What are business processes?
We have discussed how business processes can be discovered in an organization to reduce inefficient manual processes by automating as much as possible. What are business processes used for besides automation? Business processes are used to improve consistency in completing a series of tasks, increases visibility, and reduces errors.
Before an organization starts using processes to streamline its business activities, it is just a large pool of employees that are trying to bring value to their customers. This can be done by filling orders or providing services. These employees are assigned tasks that might require interaction with back-office systems like shipping, financial, or inventory, or it might require they contact a transport company to handle order delivery.
A modern organization evolves over time, automating some interactions with back-office systems, and adding technology to provide a service layer that communicates with various applications.

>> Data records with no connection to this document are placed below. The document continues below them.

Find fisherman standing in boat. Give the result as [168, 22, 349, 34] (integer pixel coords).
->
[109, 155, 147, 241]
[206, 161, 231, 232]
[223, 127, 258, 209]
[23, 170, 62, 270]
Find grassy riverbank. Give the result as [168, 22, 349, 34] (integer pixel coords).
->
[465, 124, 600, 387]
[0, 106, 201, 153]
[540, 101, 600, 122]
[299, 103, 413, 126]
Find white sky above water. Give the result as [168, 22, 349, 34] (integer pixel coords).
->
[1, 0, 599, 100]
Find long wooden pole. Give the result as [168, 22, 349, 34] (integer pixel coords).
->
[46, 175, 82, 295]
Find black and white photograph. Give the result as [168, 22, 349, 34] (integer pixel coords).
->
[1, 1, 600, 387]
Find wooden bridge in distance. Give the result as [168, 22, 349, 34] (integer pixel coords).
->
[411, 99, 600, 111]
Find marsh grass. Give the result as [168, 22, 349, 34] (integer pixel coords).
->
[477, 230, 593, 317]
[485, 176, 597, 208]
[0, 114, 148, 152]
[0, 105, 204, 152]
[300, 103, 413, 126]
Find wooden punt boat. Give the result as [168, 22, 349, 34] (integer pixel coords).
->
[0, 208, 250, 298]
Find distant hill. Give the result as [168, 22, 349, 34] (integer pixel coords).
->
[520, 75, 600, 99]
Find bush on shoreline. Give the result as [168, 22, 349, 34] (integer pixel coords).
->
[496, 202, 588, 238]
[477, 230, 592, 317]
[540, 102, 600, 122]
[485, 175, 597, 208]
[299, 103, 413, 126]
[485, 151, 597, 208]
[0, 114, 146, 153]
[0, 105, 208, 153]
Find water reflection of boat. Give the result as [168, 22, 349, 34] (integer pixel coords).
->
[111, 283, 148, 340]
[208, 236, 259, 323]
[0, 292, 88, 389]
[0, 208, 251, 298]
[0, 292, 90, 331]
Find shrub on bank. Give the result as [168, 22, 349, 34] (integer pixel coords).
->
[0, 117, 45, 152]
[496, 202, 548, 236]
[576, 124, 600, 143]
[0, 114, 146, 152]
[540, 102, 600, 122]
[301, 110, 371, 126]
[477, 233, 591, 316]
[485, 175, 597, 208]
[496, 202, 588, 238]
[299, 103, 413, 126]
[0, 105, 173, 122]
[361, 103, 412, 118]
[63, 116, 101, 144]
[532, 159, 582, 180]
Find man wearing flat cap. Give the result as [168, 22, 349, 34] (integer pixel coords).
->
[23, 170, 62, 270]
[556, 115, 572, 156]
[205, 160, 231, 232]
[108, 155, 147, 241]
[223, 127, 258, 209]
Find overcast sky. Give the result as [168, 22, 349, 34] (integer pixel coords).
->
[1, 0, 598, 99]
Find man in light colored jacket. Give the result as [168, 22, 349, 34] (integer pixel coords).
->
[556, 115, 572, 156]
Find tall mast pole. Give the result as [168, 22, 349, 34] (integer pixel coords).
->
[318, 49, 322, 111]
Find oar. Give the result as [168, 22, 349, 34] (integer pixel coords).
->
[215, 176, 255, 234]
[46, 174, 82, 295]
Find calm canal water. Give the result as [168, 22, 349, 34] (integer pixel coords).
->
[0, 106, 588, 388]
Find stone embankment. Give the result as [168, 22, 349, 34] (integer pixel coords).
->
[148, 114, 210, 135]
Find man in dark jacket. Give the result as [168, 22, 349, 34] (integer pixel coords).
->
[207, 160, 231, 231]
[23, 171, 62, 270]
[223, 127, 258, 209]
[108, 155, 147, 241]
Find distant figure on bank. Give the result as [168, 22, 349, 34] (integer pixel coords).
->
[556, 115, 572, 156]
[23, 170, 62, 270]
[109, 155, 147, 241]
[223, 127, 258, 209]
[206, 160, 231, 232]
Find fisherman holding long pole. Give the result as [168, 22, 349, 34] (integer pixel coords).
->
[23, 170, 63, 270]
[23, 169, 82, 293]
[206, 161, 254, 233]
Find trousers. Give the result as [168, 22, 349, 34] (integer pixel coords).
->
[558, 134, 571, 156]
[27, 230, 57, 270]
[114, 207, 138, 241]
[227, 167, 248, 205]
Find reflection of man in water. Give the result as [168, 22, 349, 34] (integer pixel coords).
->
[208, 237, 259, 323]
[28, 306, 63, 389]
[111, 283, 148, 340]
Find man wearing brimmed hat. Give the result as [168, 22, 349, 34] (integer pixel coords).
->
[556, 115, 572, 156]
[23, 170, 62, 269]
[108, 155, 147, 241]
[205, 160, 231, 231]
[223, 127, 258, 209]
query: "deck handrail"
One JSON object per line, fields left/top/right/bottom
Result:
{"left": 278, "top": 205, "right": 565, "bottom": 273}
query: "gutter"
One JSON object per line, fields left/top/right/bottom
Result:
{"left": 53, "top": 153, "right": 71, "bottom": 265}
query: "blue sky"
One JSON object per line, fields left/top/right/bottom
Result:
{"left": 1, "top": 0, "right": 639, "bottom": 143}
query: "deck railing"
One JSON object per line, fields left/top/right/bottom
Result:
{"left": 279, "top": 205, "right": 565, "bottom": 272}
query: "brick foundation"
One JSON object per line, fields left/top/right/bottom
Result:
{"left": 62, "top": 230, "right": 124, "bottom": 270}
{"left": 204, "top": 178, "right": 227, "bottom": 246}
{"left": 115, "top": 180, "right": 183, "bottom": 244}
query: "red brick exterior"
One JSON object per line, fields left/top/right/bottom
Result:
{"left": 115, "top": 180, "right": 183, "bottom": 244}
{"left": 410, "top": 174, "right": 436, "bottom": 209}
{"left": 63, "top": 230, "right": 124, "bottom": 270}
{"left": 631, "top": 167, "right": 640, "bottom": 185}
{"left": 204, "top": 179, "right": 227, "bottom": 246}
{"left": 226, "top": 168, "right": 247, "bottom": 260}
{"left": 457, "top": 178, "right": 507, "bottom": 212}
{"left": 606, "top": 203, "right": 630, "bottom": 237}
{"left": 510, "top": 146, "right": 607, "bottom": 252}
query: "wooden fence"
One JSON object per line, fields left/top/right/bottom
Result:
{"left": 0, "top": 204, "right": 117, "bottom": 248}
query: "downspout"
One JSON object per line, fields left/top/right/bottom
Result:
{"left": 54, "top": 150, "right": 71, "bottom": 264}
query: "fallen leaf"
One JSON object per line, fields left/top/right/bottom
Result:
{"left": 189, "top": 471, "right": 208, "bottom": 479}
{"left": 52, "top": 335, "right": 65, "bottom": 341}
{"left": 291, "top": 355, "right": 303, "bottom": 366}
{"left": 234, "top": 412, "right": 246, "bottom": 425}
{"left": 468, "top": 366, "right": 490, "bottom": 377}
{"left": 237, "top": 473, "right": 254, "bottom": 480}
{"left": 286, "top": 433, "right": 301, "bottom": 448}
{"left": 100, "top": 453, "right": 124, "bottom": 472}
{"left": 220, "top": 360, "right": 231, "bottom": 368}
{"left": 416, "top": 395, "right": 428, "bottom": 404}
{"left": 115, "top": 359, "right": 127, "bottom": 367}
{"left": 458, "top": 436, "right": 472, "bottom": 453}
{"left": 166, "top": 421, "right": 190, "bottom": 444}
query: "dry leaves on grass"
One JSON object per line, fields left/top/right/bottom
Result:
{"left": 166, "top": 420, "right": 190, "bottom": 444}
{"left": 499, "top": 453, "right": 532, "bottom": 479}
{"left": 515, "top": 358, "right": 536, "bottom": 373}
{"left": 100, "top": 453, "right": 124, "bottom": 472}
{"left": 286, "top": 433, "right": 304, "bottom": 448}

The problem is these services are used by applications for specific tasks, and not linked together to handle a complete series of tasks that makes up a business process.
Once the back-office and external organizations have been put behind an automated layer of services, business process discovery can identify the processes that can be automated. Business processes become the layer of organization or integration that brings a series of identified tasks to complete a part of the business, sometimes involving human interaction. By managing the user tasks deemed necessary to remain in business processes, they can be repeated in a consistent manner, measured for efficiency, and reduce errors during their completion. Finally, an overview of business activities can be monitored and reports generated to keep track of how various parts of the organization are functioning. This can lead to quicker decisions around adapting existing processes, or implementing new ones, to further accelerate the earning potential of the organization as a whole.
To review, it starts with experts from the business helping to identify needed tasks and the sequence in which they are to be completed. A small group of human resource employees could be used to discuss the hiring process. They would tell their stories about how they put together a job description, place advertisements for the job opening, handle incoming reactions from applicants, schedule interviews using existing calendaring systems for employees selected to interview candidates, gather interview impressions from the employees, obtain a decision from the hiring owner of the job, inform rejected candidates, notify the hired candidate, begin the onboarding, etc. Portions of this process are worth automating, like the onboarding process that uses manual tasks, when automation would save valuable time and resources.
A BPM suite is used to automate the process by integrating services in the organization, directly with systems, or managing human interaction with tasks users need to complete. The BPM suite captures the process instance data and generates reports to provide business owners up to date information and visibility into every aspect of business operations.
When looking at BRMS products you will note they support rules and events. A BPM suite product needs to be a super-set by encompassing BRMS functionality and adding in support for process development and execution. Therefore, when talking about a BPM suite we will be referring to rules, events, and processes in a single suite.